Als die Wächter nur Macay sahen, der sein Kurzschwert sicher in der Hand hielt und den Eindruck eines erfahrenen Kämpfers zu vermitteln versuchte, hielten sie kurz inne. Dann schrie einer: „Auf ihn!“

Bevor Macay sie angemessen empfangen konnte, wurde er beiseite gestoßen. Perret richtete sich neben ihm auf, brüllte wie ein verwundeter Stier die Feinde an und stürmte ihnen mit bloßen Händen entgegen.

Entsetzt sah Macay, wie Perret sich in ihre Schwerter stürzte – doch es war ein Trugbild. Offenbar war der Mann doch nicht so schwer verletzt, wie es geschienen hatte. Im letzten Moment wich Perret den Waffen aus, schlug einen Wächter mit der Faust bewusstlos und bewaffnete sich mit dessen Schwert. Binnen Sekunden waren die Gegner besiegt, während Macay immer noch mit seinem Kurzschwert in der Hand bei dem Gebüsch stand und Perret fassungslos anstarrte.

„Was glotzt du so? Los, rein in das Boot“, herrschte Perret ihn an.

„Nein, in den Dschungel. Dort sind wir sicherer.“

„Wir haben keine Zeit zum Streiten, die Ebbe setzt ein. Das Wasser wird hier bald zu niedrig sein, selbst für ein Ruderboot. Komm mit, ich kann mit meiner Verletzung nicht schnell genug rudern.“

Widerwillig half Macay ihm, das Boot ins Wasser zu schieben. „Wohin willst du denn damit?“, fragte er.

„Dorthin!“ Perret deutete schräg an Macay vorbei.

Macay drehte sich um und entdeckte zu seinem Entsetzen ein kaiserliches Kriegsschiff, das auf die Küste zuhielt.

Die Besatzung des Kriegsschiffes musste bemerkt haben, dass im Lager etwas nicht in Ordnung war, denn es wurden eifrig Flaggensignale gegeben. Macay wandte den Kopf und sah, dass man auch vom Lager aus Signale gab.

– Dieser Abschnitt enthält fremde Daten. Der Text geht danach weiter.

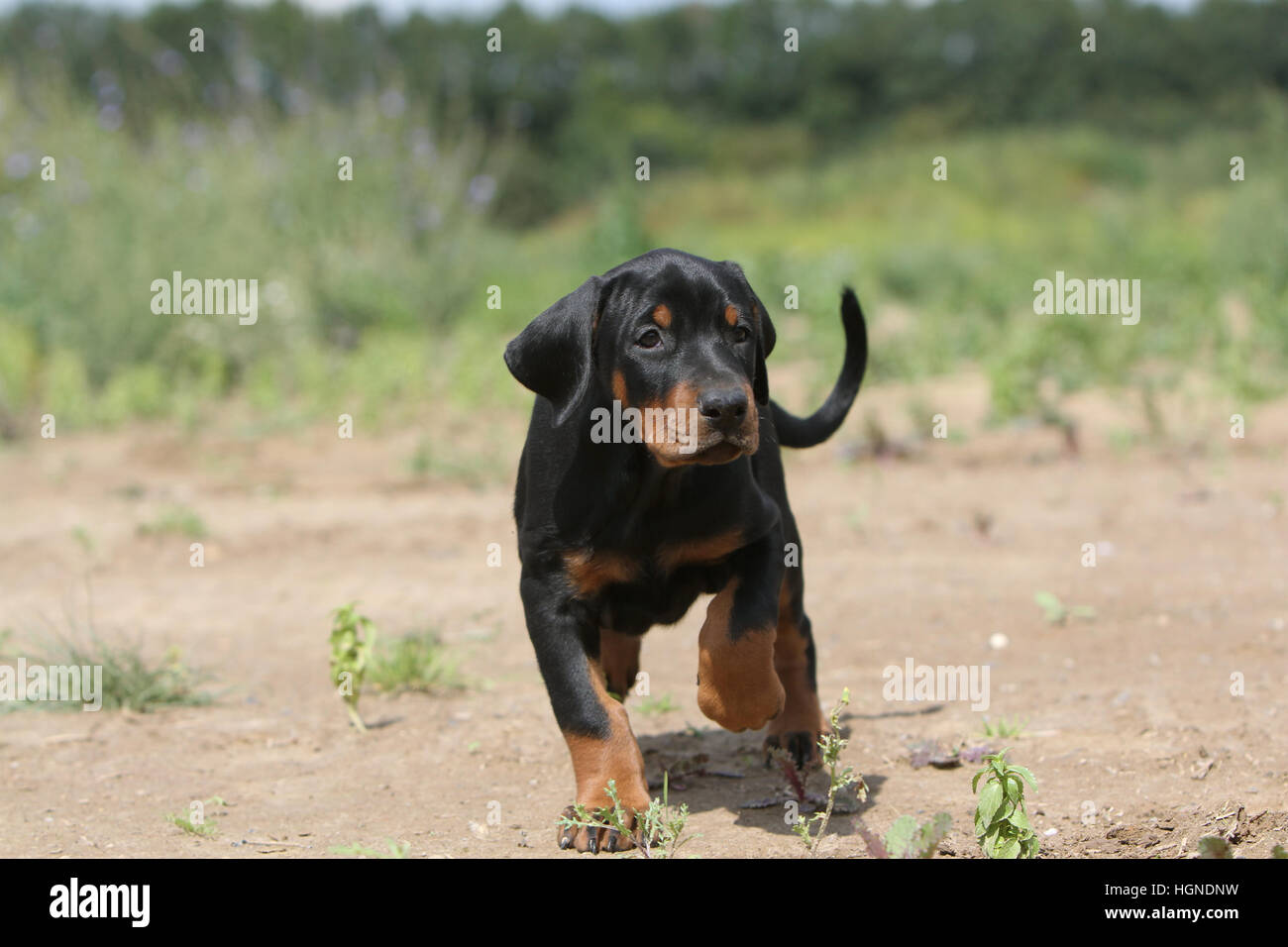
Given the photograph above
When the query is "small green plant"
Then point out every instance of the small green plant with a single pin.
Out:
(907, 839)
(1215, 847)
(200, 828)
(352, 642)
(394, 849)
(81, 535)
(176, 521)
(1001, 821)
(413, 663)
(1055, 611)
(652, 706)
(831, 745)
(661, 828)
(1004, 728)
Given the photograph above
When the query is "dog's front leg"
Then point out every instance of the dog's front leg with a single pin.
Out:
(737, 684)
(593, 725)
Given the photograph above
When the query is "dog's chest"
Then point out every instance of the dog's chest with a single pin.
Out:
(635, 590)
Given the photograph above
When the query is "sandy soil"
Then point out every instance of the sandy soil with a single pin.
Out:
(1132, 731)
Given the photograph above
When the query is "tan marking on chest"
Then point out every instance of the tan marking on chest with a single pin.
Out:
(699, 551)
(591, 571)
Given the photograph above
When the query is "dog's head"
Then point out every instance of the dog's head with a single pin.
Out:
(681, 339)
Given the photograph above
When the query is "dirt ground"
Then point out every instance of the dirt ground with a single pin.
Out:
(930, 552)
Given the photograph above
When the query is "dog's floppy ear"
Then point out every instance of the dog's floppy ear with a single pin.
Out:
(765, 338)
(553, 355)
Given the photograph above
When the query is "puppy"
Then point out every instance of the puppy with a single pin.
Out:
(651, 475)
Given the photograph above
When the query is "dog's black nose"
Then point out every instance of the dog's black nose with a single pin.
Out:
(724, 407)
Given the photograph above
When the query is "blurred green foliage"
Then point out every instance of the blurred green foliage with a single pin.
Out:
(516, 170)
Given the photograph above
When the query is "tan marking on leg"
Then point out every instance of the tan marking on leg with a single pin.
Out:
(619, 657)
(737, 684)
(802, 711)
(595, 762)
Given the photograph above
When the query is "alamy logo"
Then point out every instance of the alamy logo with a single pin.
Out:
(179, 296)
(75, 899)
(653, 425)
(1087, 298)
(915, 682)
(55, 684)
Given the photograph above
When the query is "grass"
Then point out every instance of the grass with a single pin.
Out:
(393, 849)
(374, 291)
(831, 745)
(130, 680)
(352, 641)
(194, 822)
(417, 663)
(658, 830)
(175, 521)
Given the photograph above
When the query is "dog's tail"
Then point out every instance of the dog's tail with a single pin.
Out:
(806, 432)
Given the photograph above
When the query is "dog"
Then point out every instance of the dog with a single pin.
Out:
(618, 531)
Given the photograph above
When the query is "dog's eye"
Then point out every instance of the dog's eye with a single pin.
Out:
(649, 339)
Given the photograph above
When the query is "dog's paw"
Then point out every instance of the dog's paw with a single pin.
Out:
(596, 839)
(800, 746)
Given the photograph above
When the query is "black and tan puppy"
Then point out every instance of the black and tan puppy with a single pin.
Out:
(622, 525)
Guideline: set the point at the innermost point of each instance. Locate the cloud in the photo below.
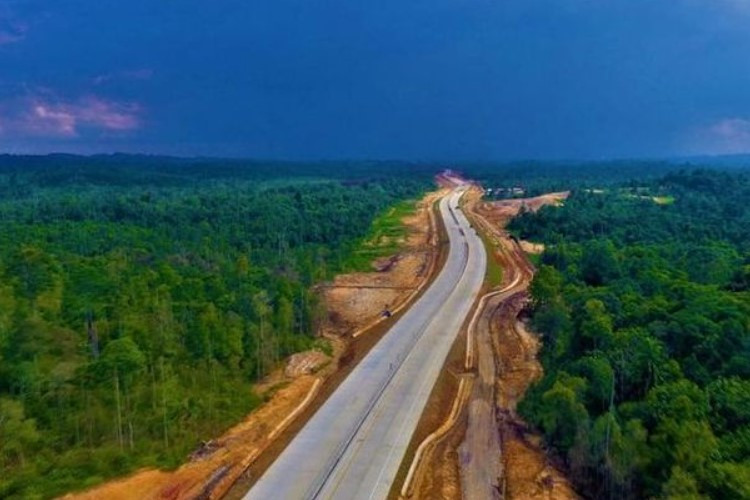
(42, 116)
(724, 136)
(129, 74)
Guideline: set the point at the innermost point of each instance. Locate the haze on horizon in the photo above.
(440, 79)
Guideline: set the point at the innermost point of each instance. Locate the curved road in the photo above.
(353, 446)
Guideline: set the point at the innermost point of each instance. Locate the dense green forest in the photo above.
(141, 297)
(643, 301)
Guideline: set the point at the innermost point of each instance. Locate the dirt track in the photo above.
(489, 452)
(354, 305)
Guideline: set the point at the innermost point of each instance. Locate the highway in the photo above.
(354, 444)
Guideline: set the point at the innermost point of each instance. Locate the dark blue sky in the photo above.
(409, 79)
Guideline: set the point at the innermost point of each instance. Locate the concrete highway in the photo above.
(354, 444)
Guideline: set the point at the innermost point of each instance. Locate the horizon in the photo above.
(446, 81)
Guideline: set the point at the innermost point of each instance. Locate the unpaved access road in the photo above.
(353, 446)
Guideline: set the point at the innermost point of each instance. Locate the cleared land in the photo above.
(227, 466)
(353, 445)
(488, 452)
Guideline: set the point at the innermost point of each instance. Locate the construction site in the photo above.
(468, 444)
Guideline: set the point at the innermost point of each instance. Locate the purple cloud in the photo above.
(42, 116)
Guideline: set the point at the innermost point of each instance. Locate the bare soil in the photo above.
(490, 452)
(227, 466)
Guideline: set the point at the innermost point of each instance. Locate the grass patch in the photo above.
(384, 238)
(494, 274)
(663, 200)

„Sie wissen, dass ihr geflohen seid“, sagte er.

„Verdammt, wir hätten das Schiff unbemerkt erreichen können, wenn du mit deiner blöden Aktion nicht dazwischen gepfuscht hättest!“ Perret war außer sich, was ihn aber nicht daran hinderte, das Ruderboot auf das große Schiff zuzusteuern.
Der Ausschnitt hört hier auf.